Read Why JCP didn’t choose senior SHC judges

In his letter, justice Isa referred to Article 175-A of the Constitution which does not permit CJP to exercise 'unfettered discretionary power' to nominate high court judges for the apex court.

During the last meeting, Justice Maqbool Baqar - another JCP member - also urged the commission members to evolve criteria first before initiating the name of Justice Ayesha Malik.

The sources further revealed that the issue for restructuring the process and setting criteria would be raised by Attorney General for Pakistan Khalid Jawed during the JCP’s meeting scheduled to be held on January 6.

The AGP had already written a letter to superior bars for this purpose.

According to the AGP, multiple factors are taken into consideration for the performance evaluation of high court judges, some of which may be mathematically determined on the basis of available data while other factors would be informed by general evaluation and perception.

"These could include reputation and public perception about integrity, independence and impartiality, health condition, length of service, number of cases heard and judgments delivered, number of cases heard but judgments not delivered, average duration between final hearing and delivery of judgement, commitment to constitutional values and fundamental rights, range and diversity of work, expertise in a particular area, command over language, temperament and demeanour towards colleagues, the bar and the litigants etc," he added.

“Being a representative of the legal fraternity in your respective capacity … you are requested to convey the views of the legal fraternity on this subject.”

It is also learnt that former Sindh High Court Bar Association president Salahuddin Ahmed is going to issue a white paper on judges appointments today (Wednesday).

He has already moved a constitutional petition with a prayer that Rule 3 of the Judicial Commission of Pakistan Rules, 2010 regarding discretionary powers of Chief Justice of Pakistan (CJP) may be set aside, the process of appointment of judges to superior judiciary be restructured and elevation of judges from high courts to the apex court be made by adhering to the principle of seniority for smooth functioning of the judiciary in the interest of justice.

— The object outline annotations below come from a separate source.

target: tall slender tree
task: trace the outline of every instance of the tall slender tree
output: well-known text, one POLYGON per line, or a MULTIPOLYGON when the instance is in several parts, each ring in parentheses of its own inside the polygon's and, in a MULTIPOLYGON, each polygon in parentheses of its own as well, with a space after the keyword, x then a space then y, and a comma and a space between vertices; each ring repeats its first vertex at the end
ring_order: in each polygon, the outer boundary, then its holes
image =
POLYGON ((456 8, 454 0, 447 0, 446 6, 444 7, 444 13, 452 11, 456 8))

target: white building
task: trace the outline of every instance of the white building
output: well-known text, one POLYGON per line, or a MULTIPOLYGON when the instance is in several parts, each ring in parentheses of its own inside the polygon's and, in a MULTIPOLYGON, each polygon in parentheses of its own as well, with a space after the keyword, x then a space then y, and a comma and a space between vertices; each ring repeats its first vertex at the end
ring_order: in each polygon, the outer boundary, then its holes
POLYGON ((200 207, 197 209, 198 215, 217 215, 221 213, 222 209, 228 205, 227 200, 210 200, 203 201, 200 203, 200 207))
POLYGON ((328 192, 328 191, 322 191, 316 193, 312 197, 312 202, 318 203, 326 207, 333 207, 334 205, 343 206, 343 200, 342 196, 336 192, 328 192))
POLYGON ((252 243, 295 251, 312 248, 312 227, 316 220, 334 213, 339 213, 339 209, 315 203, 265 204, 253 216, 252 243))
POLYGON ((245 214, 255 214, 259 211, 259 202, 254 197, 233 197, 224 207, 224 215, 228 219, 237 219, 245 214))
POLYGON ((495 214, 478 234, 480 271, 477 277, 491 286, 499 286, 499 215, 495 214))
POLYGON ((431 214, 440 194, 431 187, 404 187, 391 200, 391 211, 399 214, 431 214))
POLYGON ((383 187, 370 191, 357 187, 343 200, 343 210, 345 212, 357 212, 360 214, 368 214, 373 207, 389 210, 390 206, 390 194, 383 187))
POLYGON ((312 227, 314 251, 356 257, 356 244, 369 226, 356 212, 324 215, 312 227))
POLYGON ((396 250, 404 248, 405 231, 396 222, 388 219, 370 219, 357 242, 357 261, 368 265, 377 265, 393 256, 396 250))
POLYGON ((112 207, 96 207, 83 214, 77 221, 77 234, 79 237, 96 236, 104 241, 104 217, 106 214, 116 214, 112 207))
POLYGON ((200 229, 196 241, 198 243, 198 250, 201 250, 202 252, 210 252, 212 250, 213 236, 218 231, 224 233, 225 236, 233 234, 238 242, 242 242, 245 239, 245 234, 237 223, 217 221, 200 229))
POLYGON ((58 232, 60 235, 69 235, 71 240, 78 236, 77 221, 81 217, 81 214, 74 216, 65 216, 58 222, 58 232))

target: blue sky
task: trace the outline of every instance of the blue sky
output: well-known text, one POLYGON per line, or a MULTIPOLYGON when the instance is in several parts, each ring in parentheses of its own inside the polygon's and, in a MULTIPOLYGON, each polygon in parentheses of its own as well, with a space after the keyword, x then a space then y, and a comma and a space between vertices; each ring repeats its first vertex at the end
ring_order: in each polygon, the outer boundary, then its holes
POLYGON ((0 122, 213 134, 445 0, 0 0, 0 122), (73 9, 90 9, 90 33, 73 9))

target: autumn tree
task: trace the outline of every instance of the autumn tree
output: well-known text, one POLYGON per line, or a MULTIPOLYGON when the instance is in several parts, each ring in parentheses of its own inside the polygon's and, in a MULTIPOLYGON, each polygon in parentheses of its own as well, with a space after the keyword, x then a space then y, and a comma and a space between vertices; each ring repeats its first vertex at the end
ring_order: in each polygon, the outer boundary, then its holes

JCP is responsible for the appointment of judges to the Supreme Court and five high courts of the country. The CJP also heads the commission as its chairman.

The body also comprises four senior-most judges of the Supreme Court, a former judge, the federal law minister, the attorney general for Pakistan and a senior advocate nominated by the Pakistan Bar Council.

The provincial and Islamabad bar councils each nominate a representative as a JCP member.

Last year, superior bars staged a protest and boycotted Supreme Court proceedings on the occasion of the JCP meeting to consider the nomination of Lahore High Court’s Justice Ayesha Malik for her appointment as an SC judge.

Read JCP asked to appoint females as superior courts’ judges

Later, CJP Gulzar in his speech on the eve of the new judicial year said the protest organised by the lawyers’ community on September 9 against the appointment of junior judges to the SC was “uncalled for”.

The CJP said even though he was “always” ready to meet the representatives of the lawyers’ community for an amicable solution to their problems, this time no one had approached him for the appointment of judges.

Khyber-Pakhtunkhwa Bar Council representative Ahmed Farooq in the JCP wrote a letter to the CJP to accept his invitation for dialogue.

Later, the representatives of superior bars were invited to meet the CJP on October 20.

During the meeting, the chief justice had agreed to notify a committee of JCP members to consider the superior bars’ proposals for amendments to the commission’s rules. It is learnt that the CJP might summon a full house meeting of the commission to discuss the proposed amendments to the JCP Rules 2010. However, nothing was done in this regard.

The PBC has proposed a number of amendments to the JCP rules, calling for transferring discretionary powers on the appointment of superior court judges from the chairman to the commission.